The fact remains that if some of the meat product's finish gets left on the lid, it's not the same product that I worked so hard on and took a picture of-- so the onus is on me to make sure my product's placement doesn't come up into the lid. There's a fine line between a full box, and one that'll give you lid trouble.
 
Wow guys, thanks for all your help. It is much appreciated. Haven't gotten completely acquainted with the site yet, but again, your information has been a great help. Thanks so much.
 
My team has had some problems this year getting our turn in box lids to close without getting sauce on the lid.
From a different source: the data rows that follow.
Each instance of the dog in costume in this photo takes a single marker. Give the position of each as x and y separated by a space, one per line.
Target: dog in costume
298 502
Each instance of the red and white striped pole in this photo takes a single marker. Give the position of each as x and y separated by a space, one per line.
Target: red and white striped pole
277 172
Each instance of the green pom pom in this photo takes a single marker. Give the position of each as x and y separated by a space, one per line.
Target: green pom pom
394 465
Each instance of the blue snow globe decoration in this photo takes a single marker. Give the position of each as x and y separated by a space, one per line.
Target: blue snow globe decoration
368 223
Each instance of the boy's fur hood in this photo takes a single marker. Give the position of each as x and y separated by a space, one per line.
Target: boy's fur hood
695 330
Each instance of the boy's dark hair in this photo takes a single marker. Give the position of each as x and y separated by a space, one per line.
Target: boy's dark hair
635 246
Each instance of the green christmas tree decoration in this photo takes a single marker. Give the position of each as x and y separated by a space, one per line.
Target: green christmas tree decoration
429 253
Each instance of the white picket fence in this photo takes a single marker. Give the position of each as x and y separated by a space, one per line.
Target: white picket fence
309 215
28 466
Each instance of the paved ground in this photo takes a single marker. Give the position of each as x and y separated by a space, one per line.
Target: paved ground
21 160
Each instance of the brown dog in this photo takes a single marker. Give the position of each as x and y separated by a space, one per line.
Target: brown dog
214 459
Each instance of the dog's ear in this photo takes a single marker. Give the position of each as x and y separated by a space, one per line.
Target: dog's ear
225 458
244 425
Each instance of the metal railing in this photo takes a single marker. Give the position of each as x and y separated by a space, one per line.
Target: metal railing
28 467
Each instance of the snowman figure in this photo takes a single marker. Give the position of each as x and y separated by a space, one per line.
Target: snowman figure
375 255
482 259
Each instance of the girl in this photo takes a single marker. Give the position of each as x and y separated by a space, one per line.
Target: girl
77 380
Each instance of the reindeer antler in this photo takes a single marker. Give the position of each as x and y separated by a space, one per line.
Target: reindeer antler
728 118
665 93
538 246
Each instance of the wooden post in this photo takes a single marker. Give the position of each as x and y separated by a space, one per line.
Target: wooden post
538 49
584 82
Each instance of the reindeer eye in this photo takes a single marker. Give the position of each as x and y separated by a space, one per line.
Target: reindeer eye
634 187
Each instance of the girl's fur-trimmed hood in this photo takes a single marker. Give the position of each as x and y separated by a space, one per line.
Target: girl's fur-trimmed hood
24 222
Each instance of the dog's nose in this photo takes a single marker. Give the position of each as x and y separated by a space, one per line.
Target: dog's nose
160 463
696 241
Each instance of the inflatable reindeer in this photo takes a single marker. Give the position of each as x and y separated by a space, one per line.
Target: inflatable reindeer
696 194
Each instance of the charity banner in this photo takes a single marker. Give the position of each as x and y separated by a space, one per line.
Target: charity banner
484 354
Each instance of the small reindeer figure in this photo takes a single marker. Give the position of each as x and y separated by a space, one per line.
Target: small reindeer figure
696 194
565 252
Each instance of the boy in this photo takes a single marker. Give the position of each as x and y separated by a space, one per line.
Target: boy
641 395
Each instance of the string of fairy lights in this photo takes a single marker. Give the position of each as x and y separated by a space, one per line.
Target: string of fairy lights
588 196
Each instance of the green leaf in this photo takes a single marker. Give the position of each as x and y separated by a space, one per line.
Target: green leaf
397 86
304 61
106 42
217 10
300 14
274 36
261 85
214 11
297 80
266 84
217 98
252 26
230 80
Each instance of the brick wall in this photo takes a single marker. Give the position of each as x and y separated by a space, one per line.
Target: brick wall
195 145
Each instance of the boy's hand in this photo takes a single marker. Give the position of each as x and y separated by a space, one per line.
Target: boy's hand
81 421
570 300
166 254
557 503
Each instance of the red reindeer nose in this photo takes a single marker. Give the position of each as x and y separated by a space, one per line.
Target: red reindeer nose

Your best option to avoid this is to adjust your garnish. I look at the box and determine wether it is shallow or not. I only use parsley and will squish it down for the meats that are most likely to hit the lid.
 
I don't look at the box lid during the few seconds I have to appearance score, I focus on the meat entry itself. Smudging may be a concern for you.

I have been able to find bread trays big enough to fix 6 without stacking. I just have to be picky about getting the style available here that has enough flat space to do that.
Neither our reps or I want to be stacking entries.
 
I was taught to build the box as tall as you can. So we will use chopped lettuce under the parsley in our brisket and pork boxes, making them taller. And we will use just parsly in our rib and chicken boxes, making them shorter.
We build each box differently.
 
I don"t have any idea how a particular judge is gonna respond to sauce on the lid.
I am not even sure how I would respond depending on the amount and overall condition of the entry.
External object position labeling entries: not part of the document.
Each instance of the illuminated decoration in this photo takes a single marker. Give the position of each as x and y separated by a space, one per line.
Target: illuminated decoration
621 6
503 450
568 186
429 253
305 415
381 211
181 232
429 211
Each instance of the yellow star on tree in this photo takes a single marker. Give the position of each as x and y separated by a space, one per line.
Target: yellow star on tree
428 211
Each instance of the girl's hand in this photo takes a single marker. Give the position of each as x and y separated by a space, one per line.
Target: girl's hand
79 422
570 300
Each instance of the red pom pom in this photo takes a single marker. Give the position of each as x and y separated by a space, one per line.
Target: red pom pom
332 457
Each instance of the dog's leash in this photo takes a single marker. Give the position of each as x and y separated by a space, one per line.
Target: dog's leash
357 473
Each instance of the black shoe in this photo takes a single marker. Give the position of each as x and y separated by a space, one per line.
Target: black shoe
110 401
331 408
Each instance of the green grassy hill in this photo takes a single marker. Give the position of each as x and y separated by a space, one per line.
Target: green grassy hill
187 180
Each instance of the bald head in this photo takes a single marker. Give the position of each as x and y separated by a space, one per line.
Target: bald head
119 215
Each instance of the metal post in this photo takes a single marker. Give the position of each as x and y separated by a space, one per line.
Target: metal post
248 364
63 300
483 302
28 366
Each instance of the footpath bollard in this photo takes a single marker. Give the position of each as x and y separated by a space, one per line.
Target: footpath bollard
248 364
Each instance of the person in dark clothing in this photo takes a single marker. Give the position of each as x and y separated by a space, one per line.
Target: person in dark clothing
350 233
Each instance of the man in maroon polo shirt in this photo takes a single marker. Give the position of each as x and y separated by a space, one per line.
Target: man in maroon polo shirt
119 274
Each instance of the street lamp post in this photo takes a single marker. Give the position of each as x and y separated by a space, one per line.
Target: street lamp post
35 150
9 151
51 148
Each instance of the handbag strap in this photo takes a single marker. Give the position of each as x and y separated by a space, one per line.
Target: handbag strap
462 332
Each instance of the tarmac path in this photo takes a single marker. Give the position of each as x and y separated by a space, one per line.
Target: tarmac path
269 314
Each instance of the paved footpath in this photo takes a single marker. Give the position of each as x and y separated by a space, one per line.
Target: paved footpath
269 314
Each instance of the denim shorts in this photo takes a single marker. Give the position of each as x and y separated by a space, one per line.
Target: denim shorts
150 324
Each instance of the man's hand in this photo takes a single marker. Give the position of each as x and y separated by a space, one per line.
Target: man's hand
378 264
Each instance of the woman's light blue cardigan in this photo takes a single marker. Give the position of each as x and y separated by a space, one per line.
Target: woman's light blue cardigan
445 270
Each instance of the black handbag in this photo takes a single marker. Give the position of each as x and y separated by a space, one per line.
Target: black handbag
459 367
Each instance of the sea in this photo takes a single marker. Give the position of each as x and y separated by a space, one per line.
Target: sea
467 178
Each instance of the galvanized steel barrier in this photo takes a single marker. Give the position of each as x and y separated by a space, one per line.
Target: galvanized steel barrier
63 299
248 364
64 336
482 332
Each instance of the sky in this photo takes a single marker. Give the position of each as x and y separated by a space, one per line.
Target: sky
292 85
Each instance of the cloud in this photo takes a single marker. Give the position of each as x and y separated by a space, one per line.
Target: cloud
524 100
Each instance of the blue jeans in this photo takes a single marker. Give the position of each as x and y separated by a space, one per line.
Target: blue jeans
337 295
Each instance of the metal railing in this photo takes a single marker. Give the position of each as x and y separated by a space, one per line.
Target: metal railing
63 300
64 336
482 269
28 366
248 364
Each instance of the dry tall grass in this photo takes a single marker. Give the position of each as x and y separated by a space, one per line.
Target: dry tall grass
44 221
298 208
So, I just avoid the "discussion" at comps by making sure my entries are clear of the lid. Then I do not have to worry about anyones interpretation or opinion.
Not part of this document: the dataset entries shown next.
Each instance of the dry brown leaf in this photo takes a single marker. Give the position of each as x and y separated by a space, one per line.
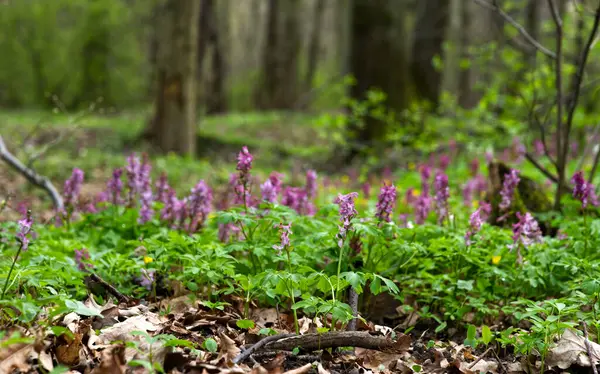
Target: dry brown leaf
112 361
301 370
228 351
571 349
15 358
68 349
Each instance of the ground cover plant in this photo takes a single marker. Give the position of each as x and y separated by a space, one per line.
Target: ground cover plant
410 263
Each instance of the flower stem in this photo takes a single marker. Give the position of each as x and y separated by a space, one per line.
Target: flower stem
10 271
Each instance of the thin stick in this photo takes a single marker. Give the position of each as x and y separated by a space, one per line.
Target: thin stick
479 359
244 355
519 28
588 347
110 288
33 177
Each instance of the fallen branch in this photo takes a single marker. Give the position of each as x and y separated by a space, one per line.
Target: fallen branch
245 354
110 288
313 342
33 177
588 347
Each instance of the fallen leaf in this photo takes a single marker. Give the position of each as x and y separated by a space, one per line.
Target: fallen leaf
15 358
301 370
571 349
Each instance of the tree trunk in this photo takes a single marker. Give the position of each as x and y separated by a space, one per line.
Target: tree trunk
377 60
428 37
315 43
173 127
279 86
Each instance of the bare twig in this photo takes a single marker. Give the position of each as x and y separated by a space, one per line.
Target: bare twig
519 28
579 78
33 177
313 342
245 354
541 168
110 288
480 358
588 347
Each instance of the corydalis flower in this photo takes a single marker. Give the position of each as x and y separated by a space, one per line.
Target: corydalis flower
442 193
347 212
311 184
72 188
115 186
244 163
200 205
583 190
284 234
386 203
478 217
24 233
80 256
525 232
511 180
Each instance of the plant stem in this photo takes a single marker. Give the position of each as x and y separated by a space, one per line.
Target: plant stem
10 271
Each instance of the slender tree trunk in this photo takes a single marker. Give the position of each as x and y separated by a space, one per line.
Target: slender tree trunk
429 34
174 127
315 43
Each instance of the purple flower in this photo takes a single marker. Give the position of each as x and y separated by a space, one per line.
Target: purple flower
297 199
422 209
444 162
81 255
347 212
146 196
24 232
162 188
583 190
244 162
478 217
311 184
511 180
133 177
386 203
366 189
200 205
72 188
115 186
284 231
442 193
525 232
147 278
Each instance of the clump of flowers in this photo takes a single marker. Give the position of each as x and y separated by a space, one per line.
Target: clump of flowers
115 186
311 184
385 203
583 190
478 217
511 180
442 193
525 232
81 257
347 212
199 205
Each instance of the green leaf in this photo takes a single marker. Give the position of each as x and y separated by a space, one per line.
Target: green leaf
471 339
486 334
79 308
210 345
245 324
Works for me--your milage might vary :-D

TIM
 
I recently sat at a table with a judge that also competes. He stated that if there is smudged sauce on the inside lid he dings that entry on appearance. (I'm not sure what a ding is and how it affects the score) He felt the box was overfilled, that he's never seen boxes stacked and therefore it should be judged down. No amount of discussion was going to change his mind. I'd like to tell you that we don't judge down for smudged sauce on the inside lid but you take a chance of hitting a table with a judge like this guy. If you do...I'm sorry, we're not all like that!!
 
I judged this past weekend and some boxes the meat rubbed on top of box. I personally ignored it and tried to judge as if it didn't happen based on how then other pieces on top that were unblemished looked. Still hard to take your eye off one piece that stands out different.
 
Sauce on the lid happens fairly often and, as a judge, I could care less. I'm looking at the meat. As mentioned -- if this bothers you -- use less greenery and keep your stuff lower in the box. Yes, they do get stacked sometimes. I guess this concern comes from the recent trend of "painting" ribs and chicken with sauce. If some gets on the lid I won't mark the entry down because of it -- I'm looking for eye-appeal, not inadvertent sauce-smearing:icon_smile_tongue:
 
I never look at the inside of the lid when I'm judging. I consider it 'collateral damage' when the boxes are sorted and moved to the judging tables. Appearance to me is 99.9% how the meat looks and does it make me want to take a really big bite of it. The other 0.1% is the sides of the box and did the cook make an attempt to clean their mess. It's sometimes very obvious that the team made a huge mess and didn't bother to clean at all. Especially in backyard.

Russ
 
I thought it would be considered "marking" the box??? We always make sure our boxes are as clean as when they handed them to us before turn in.
 
we will spend some time opening and closing the box looking for sauce. sometimes we compress the garnish until we can open it with no marks, but i guess it's going to get on there sometimes in transit anyway.